New Zealand was vulnerable to risks incidents like these posed, as almost 90 per cent of the population were not vaccinated, he warned.
New Zealand should take lessons from what is now happening in New South Wales now battling to contain a deadly community outbreak, he added.
"We are so unbelievably vulnerable. If you look at the punt that the premier of New South Wales took a few weeks ago, look at how that's unwound for her. She took a gamble on this Delta variant and she got it wrong.
"And unfortunately paid a huge price. In fact people have died because of that punt and I don't think we should be taking any risks that we don't have to take while we deal with this particular variant."
Gorman said it was almost inevitable other crew members would be diagnosed having the Delta variant.
He understood divers would need to repair a "greywater" leak from the Viking Bay and cautioned they should wear personal protective equipment and get vaccinated.
He said the sewerage material leaking would contain the virus, but this didn't pose a great general public health risk as it wouldn't survive in the ocean. However, divers could be exposed.
"You think about the knock-on risks here - the risks to diving teams, the risks to the people who transported them to the hotel, the people who service the hotels.
"You just add layer upon layer to risks, because of our basic strategy of keeping this disease out of the country until we're vaccinated just simply wasn't executed."
Earlier, Professor of Public Health, Michael Baker, told RNZ the number of infected people did present a heightened risk, but it could still be negligible if there was attention to detail and staff were adequately trained.
"We know that the risk is never zero and every time we have an infected person arrive in New Zealand and go into one of these facilities that does increase the risk of border failure occurring, but it can be managed.
"In general there are two kinds of things that can go wrong. One is staff at facilities are infected and other people go into facilities and are cross-infected ... and then that person who's been infected may leave. Obviously aspects of how they are ... needs to make sure those things don't happen."
Director of public health Dr Caroline McElnay told Morning Report she was confident the managed-isolation facility would be well-managed.

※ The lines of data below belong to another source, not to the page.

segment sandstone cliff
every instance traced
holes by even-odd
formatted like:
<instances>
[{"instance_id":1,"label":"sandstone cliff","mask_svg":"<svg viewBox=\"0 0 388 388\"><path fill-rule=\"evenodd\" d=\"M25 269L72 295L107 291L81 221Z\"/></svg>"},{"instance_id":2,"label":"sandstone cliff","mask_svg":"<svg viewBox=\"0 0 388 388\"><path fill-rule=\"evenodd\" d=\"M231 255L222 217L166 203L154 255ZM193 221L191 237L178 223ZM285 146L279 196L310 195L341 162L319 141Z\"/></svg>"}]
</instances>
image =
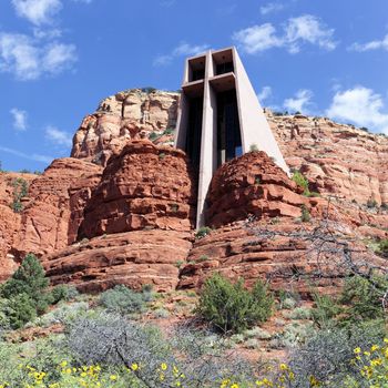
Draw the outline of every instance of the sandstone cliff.
<instances>
[{"instance_id":1,"label":"sandstone cliff","mask_svg":"<svg viewBox=\"0 0 388 388\"><path fill-rule=\"evenodd\" d=\"M319 196L304 196L265 153L245 154L214 175L206 219L215 231L195 239L195 172L171 147L177 104L177 93L151 90L103 100L82 121L71 157L25 176L20 213L10 208L16 175L0 174L0 279L33 252L54 284L83 290L118 283L198 287L213 270L248 283L270 277L277 287L318 266L309 243L284 237L287 231L315 231L326 219L340 238L388 237L388 211L380 206L388 203L388 139L324 118L267 111L286 162ZM303 208L312 216L307 224L300 223ZM257 236L258 227L275 235ZM357 249L379 261L365 246ZM334 269L319 279L327 289L343 276ZM296 287L306 290L299 277Z\"/></svg>"}]
</instances>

McElnay said there was a well-developed system and protocols in place to manage cases.
She said air-conditioning systems were being assessed for safety.
"We're looking at taking steps to minimise that. The mariners are being cohorted on specific floors. I've been advised by the public health service there, who I spoke to last night, that we've ensured there's good spacing between the rooms and we're really focused on minimising any risk that there might be."
Sending the mariners to the Wellington facility instead of the Jet Park in Auckland was decided on the basis of the risk posed to the New Zealand public, she said.